お子様の大切な時間を過ごす場所だからこそ、納得して選びたいですよね。見学に行った際には、以下のポイントをチェックしてみてください。

  1. お子様がリラックスしているか
    先生との相性や、お部屋の雰囲気にお子様が安心できているかが一番大切です。
  2. 先生が親の話を丁寧に聞いてくれるか
    療育は、お子様だけでなく「ご家族へのサポート」でもあります。家での困りごとを気軽に相談できるか確認しましょう。
  3. 具体的な「個別支援計画」があるか
    その子に合わせて、どんな目標を立てて、どんな活動をするのかを具体的に説明してくれる施設は信頼できます。

4. お父様・お母様の「心」が一番大切です

「もっと早く気づいてあげればよかった」 「私の育て方が悪かったのかな」

療育を検討し始めると、ご自身を責めてしまう親御さんがとても多いです。しかし、発達の特性は生まれ持った個性のグラデーションであり、誰のせいでもありません

むしろ、今こうして「お子様のために何かできることはないか」と情報を探していること自体が、お子様にとって最大の愛情です。

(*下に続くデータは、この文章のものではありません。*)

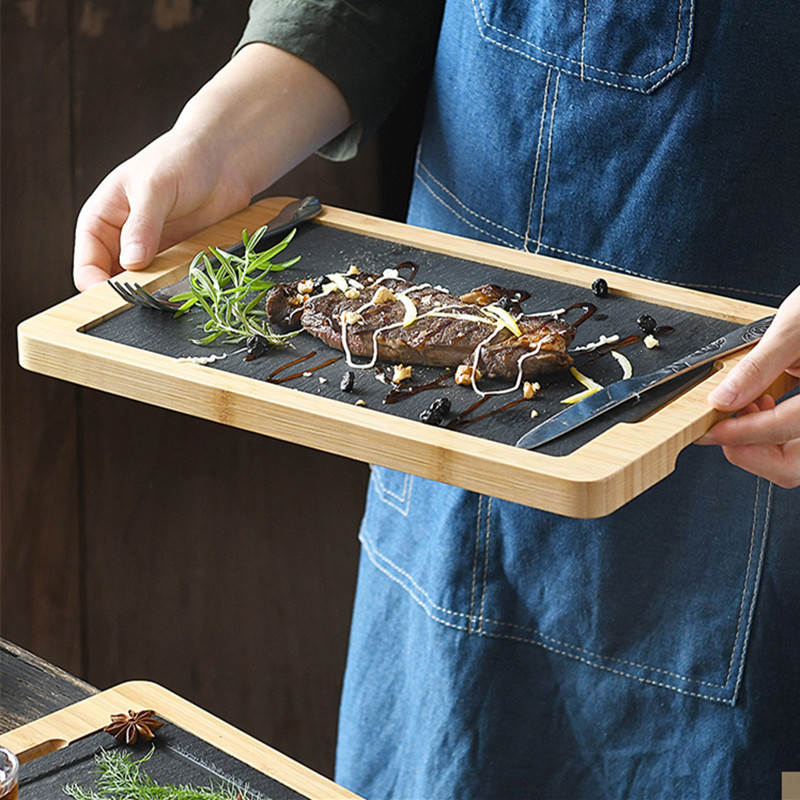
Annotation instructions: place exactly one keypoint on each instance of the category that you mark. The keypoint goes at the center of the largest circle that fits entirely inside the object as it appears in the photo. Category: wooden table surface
(31, 687)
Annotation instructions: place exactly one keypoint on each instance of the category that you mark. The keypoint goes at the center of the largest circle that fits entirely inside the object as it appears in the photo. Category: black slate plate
(178, 757)
(324, 250)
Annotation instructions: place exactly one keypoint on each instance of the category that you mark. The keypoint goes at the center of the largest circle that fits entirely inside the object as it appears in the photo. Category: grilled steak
(391, 319)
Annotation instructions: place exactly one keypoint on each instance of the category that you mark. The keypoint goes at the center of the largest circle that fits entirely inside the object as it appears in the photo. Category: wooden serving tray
(612, 467)
(57, 730)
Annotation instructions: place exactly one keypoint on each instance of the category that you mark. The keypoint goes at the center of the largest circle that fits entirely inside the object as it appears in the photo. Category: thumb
(775, 353)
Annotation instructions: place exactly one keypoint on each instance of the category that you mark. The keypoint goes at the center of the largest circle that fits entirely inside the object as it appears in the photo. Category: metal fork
(134, 293)
(289, 216)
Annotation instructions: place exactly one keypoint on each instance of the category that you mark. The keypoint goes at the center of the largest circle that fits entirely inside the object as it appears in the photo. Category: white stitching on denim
(486, 561)
(625, 271)
(447, 191)
(370, 546)
(767, 515)
(583, 39)
(549, 153)
(746, 579)
(581, 63)
(475, 565)
(536, 160)
(560, 250)
(384, 493)
(537, 637)
(539, 634)
(461, 627)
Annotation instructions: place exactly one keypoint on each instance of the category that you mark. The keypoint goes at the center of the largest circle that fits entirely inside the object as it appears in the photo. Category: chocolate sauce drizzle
(400, 391)
(272, 379)
(461, 421)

療育に通い始めると、同じ悩みを持つ他の親御さんと出会えたり、専門スタッフから「家での楽な関わり方」のアドバイスがもらえたりします。療育は、親御さんが一人で頑張りすぎないための「味方づくり」の場でもあるのです。

5. 久仁会(きゅうじんかい)が提案する、家族に寄り添う療育

私たち社会福祉法人久仁会では、沼田市・利根郡を中心に、障害をお持ちの方やそのご家族を支えるためのサービスを展開しています。

地域に根ざした安心のネットワーク

私たち大誠会グループは、地域に根ざした活動を続けています。「療育って、将来どう繋がるの?」という不安に対しても、就労支援や生活支援といった「その後のステージ」を見据えた、一貫したサポートのご提案が可能です。

また、医療法人大誠会 内田病院の小児科では、発達の相談や検査、診断、小児リハビリも行っており、グループ全体で支援しています。

お子様の成長について、少しでも「気になるな」と思ったら、まずはご相談ください。特別な準備は必要ありません。あなたの「ちょっと困った」を、一緒に解決していくパートナーでありたいと願っています。

最後に:一歩踏み出したあなたへ

「療育」という新しい環境に飛び込むのは、勇気がいることです。でも、その一歩がお子様の未来を大きく広げ、ご家族の笑顔を増やすきっかけになるはずです。

沼田の豊かな自然の中でお子様がのびのびと育ち、ご家族が安心して明日を迎えられるように。私たち大誠会グループは、いつでもここでお待ちしています。